Nous sommes ensuite partis à quelques kilomètres de la Touline pour rejoindre un endroit que je connais. En 2005, ici, nous avions joués « La coulée douce ». Souvenir mémorable. Ici, c’est les Wagons. Idée née de l’esprit aussi tordu que génial de Thierry Tchang Tchong, le mec, là, en-dessous, avec des faux airs de Lindon.


Thierry a posé trois wagons de marchandises, côte à côté et les a soudés afin d’aménager le tout en salle de spectacle. C’est hallucinant, tout bonnement. Ce type est fou et fait un bien fou. Je n’ai jamais rencontré quelqu’un si épris de liberté à en déplacé des montagnes, je pourrais vous en parler des heures. Sa dernière trouvaille ? Marcher 1200 km avec une petite machine qui déverse du sable derrière lui et s’arrêter jouer son spectacle « La rose des sables » tous les 100 kms. Ne ratez pas cela l’année prochaine, d’autant qu’il sera aussi en Avignon.

Pour ce soir-là, c’est Emilie qui a repris le rôle de Sam, avec autant de succès que la première fois à Paris. Personne ne peut nier les multiples talents de cette nana. Jusqu’ici, je n’avais connu que Julie et ses grands yeux capables de faire chavirer une salle. Emilie, que je pensais plus actrice que pure comédienne de théâtre, pulvérise littéralement les cœurs des spectateurs avec cette force, ces blessures, cette puissance dont seule je croyais Caroline Mouton en être capable. J’en parle avec plus de facilité qu’en étant sur scène, à jouer – péniblement – de la guitare dans mon coin, j’ai tout lieu aussi d’observer l’impact qu’a Emilie. Et franchement ? Franchement. Enorme. Et une fois de plus, c’est Anthony qui sort grandi de cette histoire puisqu’il sait adapter son jeu à celui de sa partenaire intérim.


Mais ce ne fut pas la seule bonne nouvelle de la soirée. Coralie Russier nous a rejoint pour les chants lorsque Émilie jouera. Une vraie voix de rock, blues, éraillée, forte et une personnalité hors norme. Coralie est jeune et pleine de promesses. Si nous arrivons à nos fins avec cette pièce pour toutes les opportunités qui s’offrent à nous, elle sera de la partie. Pour sûr.
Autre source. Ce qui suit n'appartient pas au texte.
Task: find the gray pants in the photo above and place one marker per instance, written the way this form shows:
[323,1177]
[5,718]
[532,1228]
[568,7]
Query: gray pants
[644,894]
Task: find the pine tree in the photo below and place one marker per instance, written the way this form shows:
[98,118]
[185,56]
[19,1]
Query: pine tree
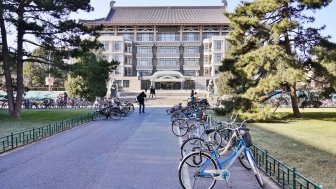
[270,47]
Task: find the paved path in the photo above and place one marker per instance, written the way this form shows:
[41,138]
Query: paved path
[135,152]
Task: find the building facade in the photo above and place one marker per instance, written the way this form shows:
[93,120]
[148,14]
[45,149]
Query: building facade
[170,48]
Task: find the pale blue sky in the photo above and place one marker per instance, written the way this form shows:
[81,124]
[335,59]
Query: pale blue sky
[324,16]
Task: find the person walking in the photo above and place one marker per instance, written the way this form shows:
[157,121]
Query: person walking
[151,92]
[141,99]
[154,92]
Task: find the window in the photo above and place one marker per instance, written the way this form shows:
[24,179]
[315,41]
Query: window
[128,60]
[144,61]
[126,83]
[207,71]
[208,35]
[106,46]
[191,61]
[189,84]
[168,50]
[191,50]
[117,58]
[217,57]
[190,72]
[145,72]
[218,45]
[117,47]
[206,60]
[145,37]
[144,50]
[168,62]
[128,36]
[128,71]
[168,37]
[190,36]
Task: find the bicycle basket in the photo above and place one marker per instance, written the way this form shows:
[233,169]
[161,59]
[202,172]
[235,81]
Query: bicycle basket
[248,140]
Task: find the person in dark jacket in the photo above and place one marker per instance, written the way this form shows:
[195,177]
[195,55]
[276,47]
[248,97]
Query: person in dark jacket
[141,99]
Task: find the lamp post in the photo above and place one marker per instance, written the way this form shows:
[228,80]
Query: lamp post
[140,79]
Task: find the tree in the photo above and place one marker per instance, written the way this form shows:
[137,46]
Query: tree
[37,72]
[270,45]
[45,24]
[89,76]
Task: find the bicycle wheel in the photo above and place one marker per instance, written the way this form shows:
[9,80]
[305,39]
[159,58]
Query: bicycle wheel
[131,108]
[254,167]
[191,177]
[115,114]
[244,161]
[96,115]
[191,145]
[180,128]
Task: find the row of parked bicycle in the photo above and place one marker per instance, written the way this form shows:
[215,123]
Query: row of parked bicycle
[210,147]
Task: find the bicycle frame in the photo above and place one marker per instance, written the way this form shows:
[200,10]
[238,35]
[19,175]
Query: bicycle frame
[223,165]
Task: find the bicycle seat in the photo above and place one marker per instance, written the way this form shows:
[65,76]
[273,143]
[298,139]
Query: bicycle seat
[208,131]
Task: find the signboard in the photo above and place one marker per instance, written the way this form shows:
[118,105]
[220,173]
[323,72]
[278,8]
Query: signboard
[49,81]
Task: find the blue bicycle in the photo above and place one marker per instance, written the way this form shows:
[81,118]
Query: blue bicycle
[200,169]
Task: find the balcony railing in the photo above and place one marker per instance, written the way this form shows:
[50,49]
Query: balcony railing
[144,67]
[191,67]
[167,55]
[191,55]
[144,55]
[166,67]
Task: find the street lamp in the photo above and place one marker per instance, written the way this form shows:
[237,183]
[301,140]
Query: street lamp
[140,78]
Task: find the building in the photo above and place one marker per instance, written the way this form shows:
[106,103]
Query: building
[170,48]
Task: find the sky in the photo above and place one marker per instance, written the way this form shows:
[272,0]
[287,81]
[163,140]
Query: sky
[324,16]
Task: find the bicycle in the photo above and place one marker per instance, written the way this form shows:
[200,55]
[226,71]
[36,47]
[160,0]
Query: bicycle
[209,168]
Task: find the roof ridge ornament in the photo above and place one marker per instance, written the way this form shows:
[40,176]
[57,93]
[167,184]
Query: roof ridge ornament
[112,4]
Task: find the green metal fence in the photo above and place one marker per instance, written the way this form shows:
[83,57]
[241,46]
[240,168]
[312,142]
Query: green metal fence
[283,175]
[19,139]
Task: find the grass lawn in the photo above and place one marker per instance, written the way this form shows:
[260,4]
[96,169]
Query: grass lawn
[308,144]
[36,118]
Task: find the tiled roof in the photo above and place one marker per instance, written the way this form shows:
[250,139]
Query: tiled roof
[204,15]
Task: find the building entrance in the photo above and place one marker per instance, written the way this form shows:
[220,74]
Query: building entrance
[168,85]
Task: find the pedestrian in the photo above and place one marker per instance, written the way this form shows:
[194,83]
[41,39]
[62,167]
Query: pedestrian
[151,92]
[141,99]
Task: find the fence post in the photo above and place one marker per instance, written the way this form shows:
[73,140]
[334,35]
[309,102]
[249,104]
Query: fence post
[266,170]
[294,178]
[12,140]
[33,134]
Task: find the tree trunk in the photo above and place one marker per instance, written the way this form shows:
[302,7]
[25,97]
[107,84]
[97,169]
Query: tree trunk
[6,62]
[294,99]
[292,87]
[19,63]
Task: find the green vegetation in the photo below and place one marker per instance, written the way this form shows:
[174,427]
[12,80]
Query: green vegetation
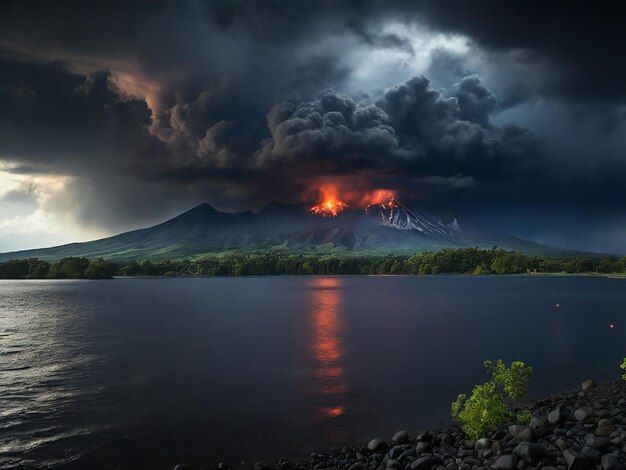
[281,262]
[66,268]
[487,409]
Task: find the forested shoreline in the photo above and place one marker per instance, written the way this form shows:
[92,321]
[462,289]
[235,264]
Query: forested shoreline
[449,261]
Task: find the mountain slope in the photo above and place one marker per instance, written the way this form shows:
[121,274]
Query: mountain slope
[389,226]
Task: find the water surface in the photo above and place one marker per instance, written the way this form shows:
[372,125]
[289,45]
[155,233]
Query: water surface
[146,373]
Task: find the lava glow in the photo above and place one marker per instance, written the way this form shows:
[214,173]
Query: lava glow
[330,205]
[333,200]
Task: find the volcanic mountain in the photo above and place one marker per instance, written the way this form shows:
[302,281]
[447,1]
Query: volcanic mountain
[388,227]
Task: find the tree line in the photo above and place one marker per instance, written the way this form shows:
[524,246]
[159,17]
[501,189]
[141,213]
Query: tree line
[448,261]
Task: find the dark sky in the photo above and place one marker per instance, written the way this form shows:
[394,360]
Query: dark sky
[115,115]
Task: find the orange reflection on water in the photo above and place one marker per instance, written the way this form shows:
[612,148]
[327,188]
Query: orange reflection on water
[326,346]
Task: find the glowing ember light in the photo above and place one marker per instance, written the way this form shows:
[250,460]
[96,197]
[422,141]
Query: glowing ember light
[331,205]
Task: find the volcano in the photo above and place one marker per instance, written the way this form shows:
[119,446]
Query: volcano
[388,226]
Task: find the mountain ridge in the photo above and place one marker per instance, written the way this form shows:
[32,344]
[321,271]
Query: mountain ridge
[389,226]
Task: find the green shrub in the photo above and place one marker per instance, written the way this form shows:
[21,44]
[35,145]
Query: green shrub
[486,409]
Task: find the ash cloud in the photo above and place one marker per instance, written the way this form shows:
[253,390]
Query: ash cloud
[150,107]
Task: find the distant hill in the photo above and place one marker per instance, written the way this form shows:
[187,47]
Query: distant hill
[385,227]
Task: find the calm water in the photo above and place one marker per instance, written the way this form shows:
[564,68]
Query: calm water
[146,373]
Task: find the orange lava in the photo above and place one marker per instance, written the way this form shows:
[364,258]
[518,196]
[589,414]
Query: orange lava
[332,203]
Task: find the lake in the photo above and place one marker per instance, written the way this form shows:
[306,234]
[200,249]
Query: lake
[147,373]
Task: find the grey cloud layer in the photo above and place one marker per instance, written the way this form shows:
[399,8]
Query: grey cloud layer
[239,102]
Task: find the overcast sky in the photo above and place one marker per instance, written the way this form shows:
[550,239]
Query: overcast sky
[117,115]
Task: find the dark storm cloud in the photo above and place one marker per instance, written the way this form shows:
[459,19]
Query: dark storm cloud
[412,133]
[236,102]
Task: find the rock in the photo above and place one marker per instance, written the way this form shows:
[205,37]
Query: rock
[483,443]
[591,453]
[496,447]
[422,447]
[555,417]
[395,452]
[605,428]
[425,463]
[611,462]
[377,444]
[538,426]
[401,437]
[521,432]
[529,452]
[584,413]
[576,461]
[598,442]
[505,462]
[587,384]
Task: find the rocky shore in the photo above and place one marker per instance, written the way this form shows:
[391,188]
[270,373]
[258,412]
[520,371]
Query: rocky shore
[579,430]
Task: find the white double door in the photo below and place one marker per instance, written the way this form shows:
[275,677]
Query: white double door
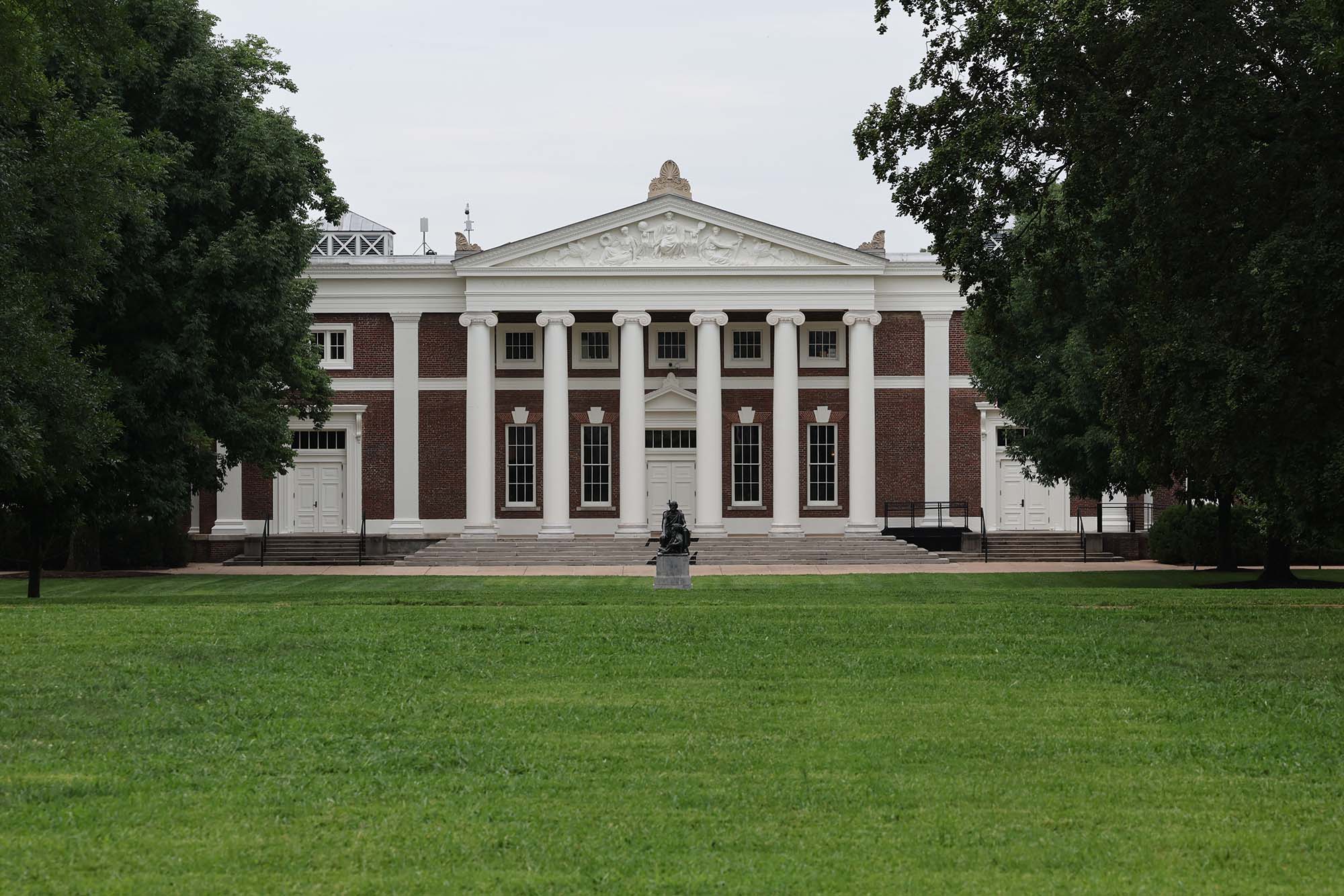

Après la très belle représentation, les tables ont été dépliées et ce fut un dîner toute en générosité partagé avec le public. Impossible de ne pas vouloir rééditer cela tous les jours de l’année… Beaucoup de choses se passent autour de ce spectacle dont une reprise est prévue en début d’année et d’ores et déjà un Avignon 2012 confirmé. Puis, la signature avec une structure pour nous encadrer qui devrait arriver en début de semaine prochaine. Donc, ça se précise. Je compte retravailler sur le spectacle pour continuer à lui donner des airs de plus en plus oniriques.

Merci à Anthony, Emilie, Déborah, Olivier, Coralie pour ces beaux moments, on se retrouve en début décembre pour trois dates près de Bordeaux. On fera en sorte que ce soit aussi bon.